"Arranged marriages" joke
Ever since I turned 30, my mom's vocabulary seems to have gradually shrunk. It now consists of only about five words, usually arranged to form this question: "When are you getting married?"
If I had a nickel for every time I've heard the question, I'd be able to afford a mail-order bride. Maybe even one who can speak English.
My mom and others ask the marriage question so often, I'm tempted to tattoo the answer on my forehead: "I'm a journalist, not a psychic."
But if I did that, my mom and I would never talk. She'd just look at my forehead and shake her head. And her expression would say: "Where did I go wrong with this child?"
Sometimes, just for fun, I feel like scaring my mom by saying I won't get married until one of these things happen:
Ken Starr completes his investigation.
Ross Perot produces a chart-topping rap song, "My name is Ross, just call me boss. When I become your president, the interns will be more hesitant."
Ellen Degeneres and Elton John fall madly in love - with each other.
A pair of Amish men are arrested for selling drugs. (OK, this already happened. But I still don't believe it.)
It's not that I don't believe in marriage. I just believe it should involve two people who love each other so much, they're willing to risk living together.
It's certainly a big risk. If the marriage goes sour, you can lose some of your most prized possessions. Just ask John Bobbitt.
But I could be wrong about the importance of love. After all, millions of people in my native country, India, believe in arranged marriages, even though such marriages sometimes produce children like me.
The families of the bride and groom usually do the arranging, uniting two people who hardly know each other. The honeymoon is like a first date, except you're certain to get past first base.
To many Americans, an arranged marriage may seem more like a deranged marriage. But such marriages tend to last. Divorces in India are as rare as hamburger joints.

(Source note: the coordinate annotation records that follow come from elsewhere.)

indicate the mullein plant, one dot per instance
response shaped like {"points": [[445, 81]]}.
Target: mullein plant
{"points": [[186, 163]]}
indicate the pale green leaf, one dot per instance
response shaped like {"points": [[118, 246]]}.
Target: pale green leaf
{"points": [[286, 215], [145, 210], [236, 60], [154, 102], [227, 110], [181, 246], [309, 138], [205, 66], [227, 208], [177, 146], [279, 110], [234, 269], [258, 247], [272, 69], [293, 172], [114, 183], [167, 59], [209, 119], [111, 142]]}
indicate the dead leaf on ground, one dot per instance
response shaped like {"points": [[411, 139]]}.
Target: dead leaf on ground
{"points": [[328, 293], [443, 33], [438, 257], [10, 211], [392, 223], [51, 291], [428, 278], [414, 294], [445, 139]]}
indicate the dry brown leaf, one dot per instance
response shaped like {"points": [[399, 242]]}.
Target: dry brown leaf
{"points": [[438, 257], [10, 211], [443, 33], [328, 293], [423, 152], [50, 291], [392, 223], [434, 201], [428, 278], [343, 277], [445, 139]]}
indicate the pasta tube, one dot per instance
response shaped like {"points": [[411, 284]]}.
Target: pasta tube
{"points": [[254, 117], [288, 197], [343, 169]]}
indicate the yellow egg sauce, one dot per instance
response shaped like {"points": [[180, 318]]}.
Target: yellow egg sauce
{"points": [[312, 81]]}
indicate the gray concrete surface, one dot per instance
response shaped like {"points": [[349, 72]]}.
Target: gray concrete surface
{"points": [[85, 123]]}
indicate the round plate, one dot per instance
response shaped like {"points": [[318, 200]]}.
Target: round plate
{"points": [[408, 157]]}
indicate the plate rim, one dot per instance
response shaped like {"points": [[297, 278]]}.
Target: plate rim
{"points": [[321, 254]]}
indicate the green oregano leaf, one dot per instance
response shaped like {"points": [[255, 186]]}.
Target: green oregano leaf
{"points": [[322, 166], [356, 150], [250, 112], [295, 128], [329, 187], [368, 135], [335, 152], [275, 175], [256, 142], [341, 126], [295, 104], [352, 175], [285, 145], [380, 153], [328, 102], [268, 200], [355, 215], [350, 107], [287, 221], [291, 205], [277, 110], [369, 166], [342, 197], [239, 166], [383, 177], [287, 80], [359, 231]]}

Like me, most Americans believe in falling in love before marriage. Many even believe in falling in bed before marriage. The only mystery left for the honeymoon is whether the hotel accepts American Express.
Considering the soaring divorce rate, such marriages are more suspect than O.J. Simpson.
So maybe David Weinlick has the right idea. About four years ago, the Minnesota man got tired of people asking when he was going to get married. So he just gave them a stock answer: June 13, 1998. He even planned the entire wedding, the first man ever to do so. But an essential part of the wedding was missing. No, not the wine - the bride. Weinlick, 28, decided to let his friends pick his bride, after they interviewed a couple of dozen women in several states, including the state of desperation. He married the bride-elect, Elizabeth Runze, before 2,000 shoppers at the Mall of America. And he was all smiles afterward. That could mean the wedding was a big success, or perhaps Weinlick had been licking too much wine.